Query your structured data in natural language.
Dataherald is a natural language-to-SQL engine built for enterprise-level question answering over structured data. It allows you to set up an API from your database that can answer questions in plain English. You can use Dataherald to:
- Allow business users to get insights from the data warehouse without going through a data analyst
- Enable Q+A from your production DBs inside your SaaS application
- Create a ChatGPT plug-in from your proprietary data
This project is undergoing swift development, and as such, the API may be subject to change at any time.
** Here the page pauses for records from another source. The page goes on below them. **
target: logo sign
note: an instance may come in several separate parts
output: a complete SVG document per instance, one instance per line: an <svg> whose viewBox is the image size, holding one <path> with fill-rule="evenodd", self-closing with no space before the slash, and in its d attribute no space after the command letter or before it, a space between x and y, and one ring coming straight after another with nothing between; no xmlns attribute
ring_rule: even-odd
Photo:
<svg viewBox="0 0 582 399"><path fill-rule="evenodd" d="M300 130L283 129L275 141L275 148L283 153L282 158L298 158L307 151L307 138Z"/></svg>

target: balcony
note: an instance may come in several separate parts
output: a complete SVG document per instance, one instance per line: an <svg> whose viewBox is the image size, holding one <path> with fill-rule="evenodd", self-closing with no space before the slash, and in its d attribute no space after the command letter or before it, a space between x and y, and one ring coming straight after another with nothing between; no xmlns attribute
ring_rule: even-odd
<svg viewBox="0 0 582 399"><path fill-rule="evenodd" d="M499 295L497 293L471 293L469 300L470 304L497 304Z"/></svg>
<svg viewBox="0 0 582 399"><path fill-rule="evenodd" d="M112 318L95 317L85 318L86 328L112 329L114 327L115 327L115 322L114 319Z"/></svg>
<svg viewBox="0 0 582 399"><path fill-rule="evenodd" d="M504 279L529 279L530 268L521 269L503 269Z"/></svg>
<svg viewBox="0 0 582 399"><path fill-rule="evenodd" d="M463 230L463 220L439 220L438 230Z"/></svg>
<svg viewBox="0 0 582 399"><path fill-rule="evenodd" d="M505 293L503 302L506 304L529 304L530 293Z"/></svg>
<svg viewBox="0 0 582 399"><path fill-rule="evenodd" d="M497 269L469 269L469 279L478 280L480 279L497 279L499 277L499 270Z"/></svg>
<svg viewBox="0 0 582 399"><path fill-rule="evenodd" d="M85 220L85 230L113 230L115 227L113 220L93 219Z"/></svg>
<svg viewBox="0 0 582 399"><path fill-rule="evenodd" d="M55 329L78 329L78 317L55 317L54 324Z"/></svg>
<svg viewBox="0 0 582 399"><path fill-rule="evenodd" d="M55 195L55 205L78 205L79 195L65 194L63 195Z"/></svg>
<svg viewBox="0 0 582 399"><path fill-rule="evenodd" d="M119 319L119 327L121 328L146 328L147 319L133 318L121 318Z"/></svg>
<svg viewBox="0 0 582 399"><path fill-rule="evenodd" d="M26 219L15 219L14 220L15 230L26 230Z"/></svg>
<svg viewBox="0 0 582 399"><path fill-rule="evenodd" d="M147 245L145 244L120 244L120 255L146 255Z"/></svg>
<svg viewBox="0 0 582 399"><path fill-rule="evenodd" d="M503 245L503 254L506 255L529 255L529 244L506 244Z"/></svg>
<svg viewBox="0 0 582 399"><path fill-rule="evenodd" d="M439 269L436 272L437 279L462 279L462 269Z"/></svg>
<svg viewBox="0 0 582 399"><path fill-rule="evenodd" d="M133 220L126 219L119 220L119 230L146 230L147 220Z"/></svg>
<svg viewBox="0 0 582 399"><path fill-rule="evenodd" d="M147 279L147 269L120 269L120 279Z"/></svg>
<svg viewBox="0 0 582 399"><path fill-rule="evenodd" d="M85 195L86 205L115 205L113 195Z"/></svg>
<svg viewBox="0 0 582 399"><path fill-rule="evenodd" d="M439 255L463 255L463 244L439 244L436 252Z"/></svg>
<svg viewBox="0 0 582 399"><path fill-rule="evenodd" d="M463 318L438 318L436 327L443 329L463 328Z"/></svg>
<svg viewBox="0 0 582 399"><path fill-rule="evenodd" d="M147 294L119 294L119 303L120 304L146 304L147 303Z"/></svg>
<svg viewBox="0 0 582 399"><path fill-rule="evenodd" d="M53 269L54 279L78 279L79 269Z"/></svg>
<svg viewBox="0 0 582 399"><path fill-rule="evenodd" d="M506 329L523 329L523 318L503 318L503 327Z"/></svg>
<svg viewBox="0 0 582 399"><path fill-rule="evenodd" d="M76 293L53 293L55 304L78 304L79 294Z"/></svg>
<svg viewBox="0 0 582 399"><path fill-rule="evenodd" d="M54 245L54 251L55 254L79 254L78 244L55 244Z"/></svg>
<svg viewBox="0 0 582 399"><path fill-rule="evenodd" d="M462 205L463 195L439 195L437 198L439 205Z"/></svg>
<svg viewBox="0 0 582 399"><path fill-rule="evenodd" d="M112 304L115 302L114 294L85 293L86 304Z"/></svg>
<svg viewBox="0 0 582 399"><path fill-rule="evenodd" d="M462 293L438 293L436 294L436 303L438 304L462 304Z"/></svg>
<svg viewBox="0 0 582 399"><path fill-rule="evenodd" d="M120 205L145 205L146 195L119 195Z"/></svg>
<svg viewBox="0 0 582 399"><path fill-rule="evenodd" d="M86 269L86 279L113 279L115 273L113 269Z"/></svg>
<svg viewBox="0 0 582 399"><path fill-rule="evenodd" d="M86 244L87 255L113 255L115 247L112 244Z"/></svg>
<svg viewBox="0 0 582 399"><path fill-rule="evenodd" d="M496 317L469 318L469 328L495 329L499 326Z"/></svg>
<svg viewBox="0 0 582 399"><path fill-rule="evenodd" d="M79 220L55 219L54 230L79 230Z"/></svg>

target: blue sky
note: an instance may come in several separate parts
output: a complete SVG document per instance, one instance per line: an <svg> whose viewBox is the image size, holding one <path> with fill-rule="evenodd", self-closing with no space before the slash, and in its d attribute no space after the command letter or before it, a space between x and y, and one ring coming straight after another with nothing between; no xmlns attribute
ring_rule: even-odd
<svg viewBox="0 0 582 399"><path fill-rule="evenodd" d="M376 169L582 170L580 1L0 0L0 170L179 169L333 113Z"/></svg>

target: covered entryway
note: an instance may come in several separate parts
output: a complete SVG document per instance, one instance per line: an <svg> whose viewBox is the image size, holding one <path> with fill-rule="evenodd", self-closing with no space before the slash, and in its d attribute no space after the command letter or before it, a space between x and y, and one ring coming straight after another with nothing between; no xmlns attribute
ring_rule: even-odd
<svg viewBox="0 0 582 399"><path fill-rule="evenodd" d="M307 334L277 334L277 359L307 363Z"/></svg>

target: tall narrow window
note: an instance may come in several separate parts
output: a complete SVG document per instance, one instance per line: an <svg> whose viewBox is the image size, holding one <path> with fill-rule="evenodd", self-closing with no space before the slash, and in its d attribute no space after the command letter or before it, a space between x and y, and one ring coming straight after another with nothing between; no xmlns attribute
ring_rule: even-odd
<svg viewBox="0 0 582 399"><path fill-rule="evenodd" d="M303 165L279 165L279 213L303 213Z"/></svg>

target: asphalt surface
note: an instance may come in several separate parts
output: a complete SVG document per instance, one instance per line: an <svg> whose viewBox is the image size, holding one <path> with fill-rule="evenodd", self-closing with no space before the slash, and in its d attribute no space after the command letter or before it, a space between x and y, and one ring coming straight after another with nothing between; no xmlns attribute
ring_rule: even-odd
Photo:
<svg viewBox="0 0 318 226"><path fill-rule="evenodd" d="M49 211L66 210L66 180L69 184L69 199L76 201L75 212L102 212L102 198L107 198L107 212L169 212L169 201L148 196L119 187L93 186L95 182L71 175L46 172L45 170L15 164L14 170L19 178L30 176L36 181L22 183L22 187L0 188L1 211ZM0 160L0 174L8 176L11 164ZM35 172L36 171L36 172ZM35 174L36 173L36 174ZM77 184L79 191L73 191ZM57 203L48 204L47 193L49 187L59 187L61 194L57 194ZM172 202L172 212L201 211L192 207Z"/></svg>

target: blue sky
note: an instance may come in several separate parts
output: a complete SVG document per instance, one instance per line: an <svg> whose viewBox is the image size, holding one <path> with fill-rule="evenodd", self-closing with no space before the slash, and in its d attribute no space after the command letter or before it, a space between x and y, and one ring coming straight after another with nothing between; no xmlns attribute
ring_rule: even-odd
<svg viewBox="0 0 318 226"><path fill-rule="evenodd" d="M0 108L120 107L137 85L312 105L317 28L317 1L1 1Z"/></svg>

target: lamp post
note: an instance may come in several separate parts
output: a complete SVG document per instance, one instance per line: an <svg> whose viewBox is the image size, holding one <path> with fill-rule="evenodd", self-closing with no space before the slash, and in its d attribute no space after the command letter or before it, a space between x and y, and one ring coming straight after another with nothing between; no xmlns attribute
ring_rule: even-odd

If you would like to learn more, you can join the Discord or read the docs.
The latest LLMs have gotten remarkably good at writing SQL. However we could not get existing frameworks to work with our structured data at a level which we could incorporate into our application. That is why we built and released this engine.
Dataherald is built to:
- Be modular, allowing different implementations of core components to be plugged-in
- Come batteries included: Have best-in-class implementations for components like text to SQL, evaluation
- Be easy to set-up and use with major data warehouses
- Get better with usage
- Be fast
The simplest way to set up Dataherald is to use the hosted version. We are rolling this service to select customers. Sign up for the waitlist.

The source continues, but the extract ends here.